For a time, it seemed that his claims had died with him. But in late August of this year, Lagano’s estate filed its lawsuit in federal court against the Prosecutor’s Office, Mordaga and the state Criminal Justice Division. The suit, which in many instances mirrors Sweeney’s earlier filing, further alleged that unnamed members of the Prosecutor’s Office had told mobsters that Lagano was Sweeney’s confidential informant — thereby causing his death.

Molinelli said his office had no knowledge that Lagano was a state informant.

Frank Lagano Jr., the trustee of the Lagano estate, told The Record in an email message that the aim of his family’s lawsuit is to “unearth the truth.” He added, “This will not happen in Bergen County without the intervention of the federal courts.”

In a statement to The Record, Mordaga defended the handling of the Jersey Boyz case, saying: “The integrity of my detectives and [state police] detectives was beyond reproach.”

Molinelli takes a stand

John Molinelli has had a high-profile decade as prosecutor, gaining attention for his aggressive pursuit of child predators and for solving generation-old murder cases. His office won a corruption conviction earlier this year against Hackensack’s longtime police chief, and he earned praise for his arrests of two suspects in a series of synagogue attacks.

He has attacked the lawsuits head on, asking a judge to find Sweeney’s lawyer, Robert Tandy, in contempt of court for allegedly leaking sealed material to the Lagano family’s lawyer.

Tandy did not comment. But a state judge delivered a blistering critique of Molinelli's request during a hearing last month, saying the prosecutor had scant proof to back up the “naked allegations.”

Superior Court Judge Peter Doyne, the assignment judge in Bergen County, also questioned Molinelli's authority to unilaterally seek contempt charges.

“Twenty years on the bench, and I've never seen an application like this,” Doyne said. He gave Molinelli a week to withdraw it; Molinelli did so last week.

Molinelli has said he also intends to seek sanctions against William H. Buckman, the Lagano family attorney, noting his accusation that investigators stole money “is just an absolute lie from an attorney at law.” He called the allegation “mind-boggling” because, he said, Buckman knows the money was seized under the state’s forfeiture law.

“We have always offered the Lagano family to give us some legitimacy of the money,” Molinelli said. “They have never done that.”

Buckman said the prosecutor would be “way off base” in seeking sanctions against him.

Asked if he had any independent verification of the allegations in the federal lawsuit, beyond the Sweeney complaint, he declined to comment.

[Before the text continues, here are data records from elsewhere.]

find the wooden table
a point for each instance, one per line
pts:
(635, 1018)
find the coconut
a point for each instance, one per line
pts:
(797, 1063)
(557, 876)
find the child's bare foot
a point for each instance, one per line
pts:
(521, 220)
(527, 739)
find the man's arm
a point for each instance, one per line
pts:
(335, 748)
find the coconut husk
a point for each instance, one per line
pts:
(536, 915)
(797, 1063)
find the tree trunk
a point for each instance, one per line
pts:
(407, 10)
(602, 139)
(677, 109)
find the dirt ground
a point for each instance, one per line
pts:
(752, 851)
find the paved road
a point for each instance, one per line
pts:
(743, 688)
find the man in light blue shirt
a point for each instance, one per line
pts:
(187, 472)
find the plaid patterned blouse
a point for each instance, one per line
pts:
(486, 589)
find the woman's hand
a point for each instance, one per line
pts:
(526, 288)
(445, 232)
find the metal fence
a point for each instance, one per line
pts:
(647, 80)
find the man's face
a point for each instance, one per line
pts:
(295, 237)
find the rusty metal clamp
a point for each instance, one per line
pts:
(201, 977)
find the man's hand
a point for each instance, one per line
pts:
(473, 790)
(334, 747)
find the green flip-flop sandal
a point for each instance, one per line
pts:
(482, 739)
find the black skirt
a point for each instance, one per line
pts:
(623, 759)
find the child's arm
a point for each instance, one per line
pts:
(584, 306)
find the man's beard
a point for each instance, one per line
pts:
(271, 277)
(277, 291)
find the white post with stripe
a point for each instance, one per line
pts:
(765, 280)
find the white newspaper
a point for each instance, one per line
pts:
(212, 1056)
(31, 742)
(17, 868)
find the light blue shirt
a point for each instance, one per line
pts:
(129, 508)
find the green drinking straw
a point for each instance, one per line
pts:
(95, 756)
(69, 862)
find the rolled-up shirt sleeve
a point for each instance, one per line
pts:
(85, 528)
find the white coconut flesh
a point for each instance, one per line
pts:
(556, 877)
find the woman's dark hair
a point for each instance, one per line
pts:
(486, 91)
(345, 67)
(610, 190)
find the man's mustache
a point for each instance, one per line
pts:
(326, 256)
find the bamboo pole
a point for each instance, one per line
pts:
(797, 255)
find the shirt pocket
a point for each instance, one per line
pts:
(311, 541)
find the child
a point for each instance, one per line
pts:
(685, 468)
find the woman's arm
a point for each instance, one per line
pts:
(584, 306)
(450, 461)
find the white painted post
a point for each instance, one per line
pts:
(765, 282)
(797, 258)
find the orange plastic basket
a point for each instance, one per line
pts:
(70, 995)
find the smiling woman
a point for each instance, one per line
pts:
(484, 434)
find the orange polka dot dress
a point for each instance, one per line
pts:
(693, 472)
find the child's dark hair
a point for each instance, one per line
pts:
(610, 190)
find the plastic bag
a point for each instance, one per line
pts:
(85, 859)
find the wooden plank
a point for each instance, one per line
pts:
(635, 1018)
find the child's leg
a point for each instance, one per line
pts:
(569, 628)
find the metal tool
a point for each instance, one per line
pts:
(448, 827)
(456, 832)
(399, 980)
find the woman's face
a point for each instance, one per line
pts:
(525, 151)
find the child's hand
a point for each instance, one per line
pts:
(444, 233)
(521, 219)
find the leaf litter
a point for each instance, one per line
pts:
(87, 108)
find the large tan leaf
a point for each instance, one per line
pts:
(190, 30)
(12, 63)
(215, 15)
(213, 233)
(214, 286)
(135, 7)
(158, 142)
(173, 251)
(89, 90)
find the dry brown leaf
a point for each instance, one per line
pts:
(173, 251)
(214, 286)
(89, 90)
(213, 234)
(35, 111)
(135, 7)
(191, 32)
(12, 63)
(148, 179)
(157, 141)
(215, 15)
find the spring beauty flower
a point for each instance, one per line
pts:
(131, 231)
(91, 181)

“The federal lawsuit has not come into full swing yet,” he said.

And what of the defendants in the gambling case that started it all? Charges filed against 15 of them were thrown out. A grand jury failed to indict Gatto, the reputed Genovese kingpin, who has since died.

Several defendants pleaded guilty to downgraded disorderly persons charges or agreed to a deal with prosecutors and got probation.

A handful skipped court dates and are referred to in current court records as “inactive” fugitives.